When Liz Taylor is on time it looks "early".

***

I love the idea that people in New York now have to stand in line for movies.

It goes by so many cinemas and there are very long queues.

But no one seems unhappy about it.

It costs you so much money just to live now, and if you're on a romantic date, and you spend the whole date standing in line, and so you save money because you don't have to think about other things to do while you're waiting and you get to know the person, and you suffer a little together, and then you have fun for two hours.

That's how you got very close, you shared a complete experience.

And the idea of ​​waiting for something makes it more exciting anyway.

Never getting in is more exciting, but after that wait getting in is even more exciting.

***

If I had time for a regular leave every ten years, I still don't think I'd go anywhere.

I'd probably go to my room, fluff up my pillow, turn on a couple of TVs, open a box of Ritz crackers, open a box of Russell Stover.

Sitting down with every last issue of every magazine except 

TV Guide

 from every corner newsstand, and then picking up the phone to call everyone I know and ask them to look  at their

TV Guides

and tell me what's on on TV, what has been and what will be released.

I also like re-reading the newspaper.

Especially in Paris.

I can't re-read the international 

Herald Tribune

enough  when I'm in Paris.

In my room, time moves so slowly for me, only outside it moves so fast.

I don't like to travel because I really like slow time and for a plane you have to leave three or four hours before and so the day flies by.

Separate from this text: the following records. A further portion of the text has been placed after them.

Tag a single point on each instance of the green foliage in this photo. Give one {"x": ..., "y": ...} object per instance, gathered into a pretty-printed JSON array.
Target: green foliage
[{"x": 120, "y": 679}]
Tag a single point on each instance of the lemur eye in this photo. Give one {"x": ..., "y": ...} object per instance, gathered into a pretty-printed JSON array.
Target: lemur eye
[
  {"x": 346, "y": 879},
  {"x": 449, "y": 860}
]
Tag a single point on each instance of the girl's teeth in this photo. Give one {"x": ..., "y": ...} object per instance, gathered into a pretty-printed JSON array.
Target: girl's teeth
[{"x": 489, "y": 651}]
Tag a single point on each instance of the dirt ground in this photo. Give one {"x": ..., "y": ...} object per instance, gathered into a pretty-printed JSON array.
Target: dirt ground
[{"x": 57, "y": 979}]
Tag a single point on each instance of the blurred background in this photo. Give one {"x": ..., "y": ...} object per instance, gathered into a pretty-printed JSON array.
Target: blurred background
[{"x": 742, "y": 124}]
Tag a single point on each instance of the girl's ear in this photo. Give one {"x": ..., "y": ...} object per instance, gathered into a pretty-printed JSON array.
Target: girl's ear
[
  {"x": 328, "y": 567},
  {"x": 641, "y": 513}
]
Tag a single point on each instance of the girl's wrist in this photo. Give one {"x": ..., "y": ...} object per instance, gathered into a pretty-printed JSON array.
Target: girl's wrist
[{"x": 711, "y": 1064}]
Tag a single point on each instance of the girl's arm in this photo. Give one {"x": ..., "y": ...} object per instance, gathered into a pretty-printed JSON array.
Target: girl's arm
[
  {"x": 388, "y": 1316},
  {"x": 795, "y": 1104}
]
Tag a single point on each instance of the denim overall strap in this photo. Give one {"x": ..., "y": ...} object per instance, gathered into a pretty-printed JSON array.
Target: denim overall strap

If you really want life to pass you like a movie, just travel, you can forget your life.

***

I like routine.

People call me and say, "I hope I'm not disturbing your routine by calling you like this."

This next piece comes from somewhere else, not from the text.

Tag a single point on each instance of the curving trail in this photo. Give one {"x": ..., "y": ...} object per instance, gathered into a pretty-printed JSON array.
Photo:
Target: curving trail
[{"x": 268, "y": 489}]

They know how much I like it.

***

A mistake I make from time to time is not following the Golden Rule: keep the lifts.

Also, even when I try to shed things and simplify my life, I get stuck on someone else.

***

What makes a movie go by fast is when you go see it, and then when you see it the second time it goes by really fast.

If you're going to suffer, go see something and then go see again.

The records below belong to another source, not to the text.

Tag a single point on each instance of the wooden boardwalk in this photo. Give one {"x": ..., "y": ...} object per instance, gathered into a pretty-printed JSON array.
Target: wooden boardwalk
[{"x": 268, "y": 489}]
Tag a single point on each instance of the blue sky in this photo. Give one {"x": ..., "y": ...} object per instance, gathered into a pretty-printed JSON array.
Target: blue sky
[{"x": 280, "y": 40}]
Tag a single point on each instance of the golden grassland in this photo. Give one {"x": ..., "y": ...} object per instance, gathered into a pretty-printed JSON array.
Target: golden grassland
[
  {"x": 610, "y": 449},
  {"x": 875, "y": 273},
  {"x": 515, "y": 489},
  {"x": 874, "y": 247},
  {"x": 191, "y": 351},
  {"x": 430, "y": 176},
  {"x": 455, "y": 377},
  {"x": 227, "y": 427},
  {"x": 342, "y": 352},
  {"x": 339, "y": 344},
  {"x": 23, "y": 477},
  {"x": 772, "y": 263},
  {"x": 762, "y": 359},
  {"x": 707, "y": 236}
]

You will find that your pain goes away faster the second time.

I can watch a murder mystery one night, and then watch it a second time the next night and still not know who did it until the last minute.

So I know there is

something

 really  wrong with me.

I mean, if I can sit and watch another 

Thin Man

 and watch it again the next night, and still not know who the killer is until the last minute… And I'll be just as curious and anxious waiting for it I find out and I'm just as surprised as I was the first night.

If I've seen it fifteen times, then 

maybe

 one of the fifteen times I'll remember and see who it is.

I say that time is the best fable - the suspense of the first if you will remember it.

***

Digital watches and wristwatches really tell me that there is a new time on my hand.

And it's a little intimidating.

Someone has thought of a new way to tell the time, so I say we will not say "hour" and for a long time, because it is "on the hour" or "from the hour" and there will be no more hours: it will be "one time" instead of "one o'clock" and "three and a half time" and "four forty-five time".

***

When I was little and I got sick often, those sick times were like little vacations.

Indoor holidays.

Playing with dolls.

I never cut cut dolls.

Some people who have worked with me said that someone else cut them for me, but the real reason I didn't cut them was that I didn't want to cut the beautiful pages where they were.

I always left the cut out dolls in the scrapbooks.

***

For the time

From time to time


Make time


Time for yourself


Weekends.


On Time


In No Time


In Good Time


Between Times


Time Again


Life Time


Worn by Time Spend


Time


Mark Time


Buy Time


Keep Time


On Time


On


Time Time Off Time


Out


Time In Time


Card


Postpone Time Time


Zone


Before Time


Meanwhile


Out


Of Time All Time

***

When I look around today, the biggest anachronism is pregnancy.

I can't believe there are still pregnant people.

***

The best time for me is when I don't have any problems that I can't fix with money.